Wednesday, May 5, 2010

The Depth of the Love of Christ

16I pray that out of his glorious riches he may strengthen you with power through his Spirit in your inner being, 17so that Christ may dwell in your hearts through faith. And I pray that you, being rooted and established in love, 18may have power, together with all the saints, to grasp how wide and long and high and deep is the love of Christ, 19and to know this love that surpasses knowledge—that you may be filled to the measure of all the fullness of God. (Ephesians 3:16-19)

Paul is praying here, for the Ephesians, a very similar thing as he prayed for the Colossians. “Christ in you,” (Colossians 1:27-29) was the driving force behind all his ministry. Here he is praying that Christ would dwell in the hearts of the Ephesians through faith. Does that seem like an odd prayer to pray for Christians? It shouldn't. The goal of the Christian life is indeed that Christ be formed in us.

Here in Ephesians 3, Paul prays that this dwelling of Christ in our hearts would so root us in His love that we would have power to lay hold of that love, that we too would be filled to the measure of the fullness of God. This isn't merely a prayer that we would know it, but rather than we would live it.

I wonder if Paul placed the word “deep” or “depth” (depending on translation), at the end of the list for emphasis. I am much more inclined to think of how wide and long, or how high the love of Christ is, especially if I am thinking of how I am to live it out in my own life toward others. But it is the depth of the love that I am less amicable toward. But it is the depth of Christ's love that seems to be the crux of the matter.
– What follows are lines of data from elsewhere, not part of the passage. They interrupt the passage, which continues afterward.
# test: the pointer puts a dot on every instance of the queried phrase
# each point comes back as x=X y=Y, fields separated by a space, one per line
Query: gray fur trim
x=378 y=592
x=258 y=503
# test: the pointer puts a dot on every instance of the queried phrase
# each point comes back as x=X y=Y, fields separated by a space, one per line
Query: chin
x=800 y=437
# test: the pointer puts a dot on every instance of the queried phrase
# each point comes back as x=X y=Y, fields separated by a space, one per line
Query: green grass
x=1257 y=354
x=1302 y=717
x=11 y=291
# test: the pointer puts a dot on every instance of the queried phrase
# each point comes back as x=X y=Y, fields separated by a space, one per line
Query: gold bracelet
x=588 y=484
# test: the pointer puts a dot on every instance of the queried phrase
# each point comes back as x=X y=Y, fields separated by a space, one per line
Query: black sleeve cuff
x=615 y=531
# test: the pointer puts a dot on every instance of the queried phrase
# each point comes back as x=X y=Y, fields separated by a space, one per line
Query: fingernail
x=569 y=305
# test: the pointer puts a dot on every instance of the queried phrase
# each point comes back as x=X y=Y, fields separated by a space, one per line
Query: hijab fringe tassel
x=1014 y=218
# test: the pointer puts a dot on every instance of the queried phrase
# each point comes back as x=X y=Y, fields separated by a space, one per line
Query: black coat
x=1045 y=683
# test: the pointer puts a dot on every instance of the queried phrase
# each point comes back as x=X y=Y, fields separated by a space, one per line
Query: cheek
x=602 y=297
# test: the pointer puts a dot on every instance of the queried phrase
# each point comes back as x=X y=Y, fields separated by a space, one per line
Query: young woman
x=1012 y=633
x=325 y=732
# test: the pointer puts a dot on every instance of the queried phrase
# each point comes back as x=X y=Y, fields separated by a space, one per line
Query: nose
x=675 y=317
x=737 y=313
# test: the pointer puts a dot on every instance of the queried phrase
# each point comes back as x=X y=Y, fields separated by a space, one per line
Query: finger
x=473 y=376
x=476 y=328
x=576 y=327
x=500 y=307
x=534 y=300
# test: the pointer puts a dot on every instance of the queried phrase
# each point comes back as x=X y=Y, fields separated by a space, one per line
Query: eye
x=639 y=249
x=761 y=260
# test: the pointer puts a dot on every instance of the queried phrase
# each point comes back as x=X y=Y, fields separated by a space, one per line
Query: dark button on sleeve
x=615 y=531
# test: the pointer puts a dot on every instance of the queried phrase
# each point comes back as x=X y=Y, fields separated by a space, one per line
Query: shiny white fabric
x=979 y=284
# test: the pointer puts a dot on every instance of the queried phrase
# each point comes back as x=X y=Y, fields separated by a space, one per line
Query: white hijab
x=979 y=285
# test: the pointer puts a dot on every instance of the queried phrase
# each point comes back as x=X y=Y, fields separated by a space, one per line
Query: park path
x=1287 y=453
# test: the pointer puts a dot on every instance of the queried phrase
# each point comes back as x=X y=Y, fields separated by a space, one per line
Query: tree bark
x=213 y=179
It is almost as if I hear a pause after “deep” so that I might take it in when I go through that verse.

It was from the depth that we needed to be rescued (Psalm 69:14). And it was to the depth that Christ had to descend when He came to “the lower earthly regions” (Ephesians 4:9-10). In fact it is in the depth of Christ's love that the height of His love is really discovered.
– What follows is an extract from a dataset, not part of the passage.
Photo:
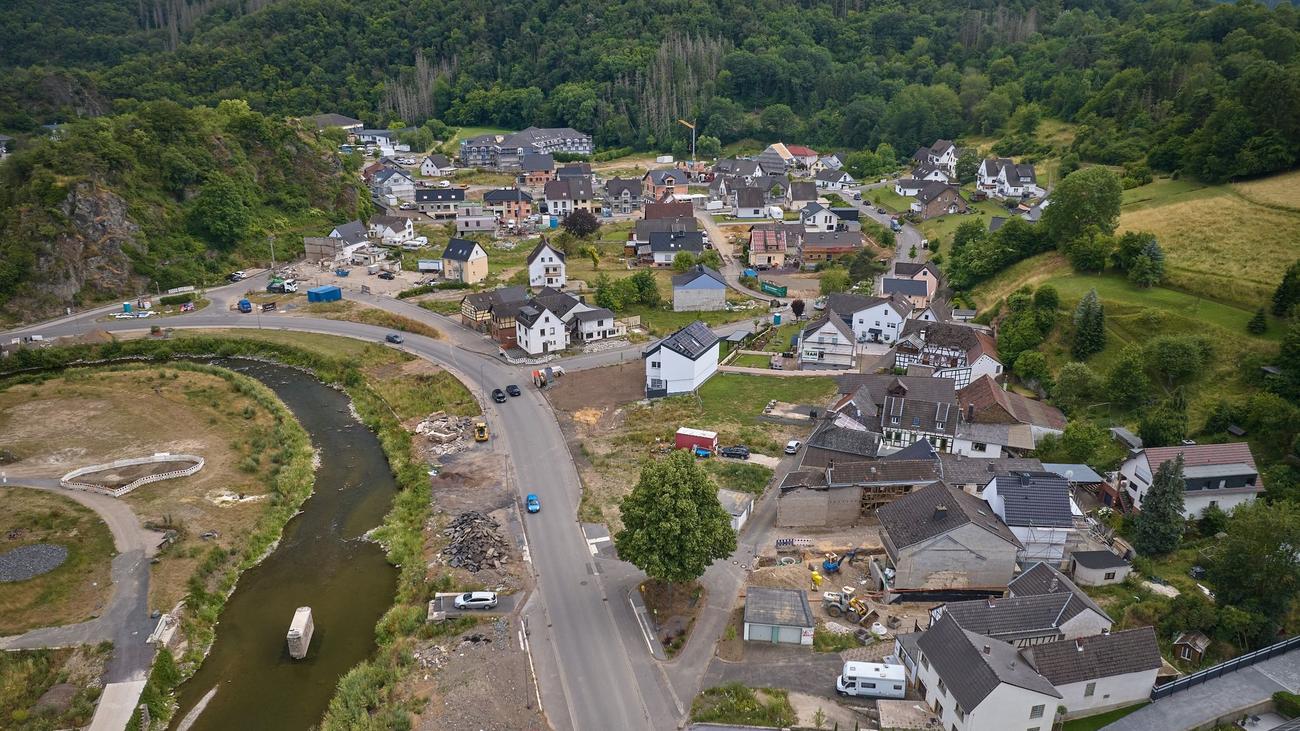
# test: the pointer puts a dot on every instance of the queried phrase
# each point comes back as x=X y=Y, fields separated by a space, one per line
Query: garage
x=778 y=615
Who, being in very nature God, did not consider equality with God something to be grasped, but made himself nothing, taking the very nature of a servant, being made in human likeness. And being found in appearance as a man, he humbled himself and became obedient to death—even death on a cross! Therefore God exalted him to the highest place and gave him the name that is above every name... (Philippians 2:6-9)

We are called to proclaim the glorious love of Christ, and we are called to grab onto the depth of the love of Christ: humbling ourselves, laying down our lives, taking up our cross and following Him. No doubt it is because of this very reason that Paul had finished his previous prayer of Ephesians 1 by asking that we would see “his [God's] incomparably great power for us who believe. That power is like the working of his mighty strength, which he exerted in Christ when he raised him from the dead and seated him at his right hand in the heavenly realms...” (19-20). We are indeed going to need to know the power that raises the dead, and see it clearly by faith, if we are going to grasp onto the depth of the love of Christ in our living the Gospel to others.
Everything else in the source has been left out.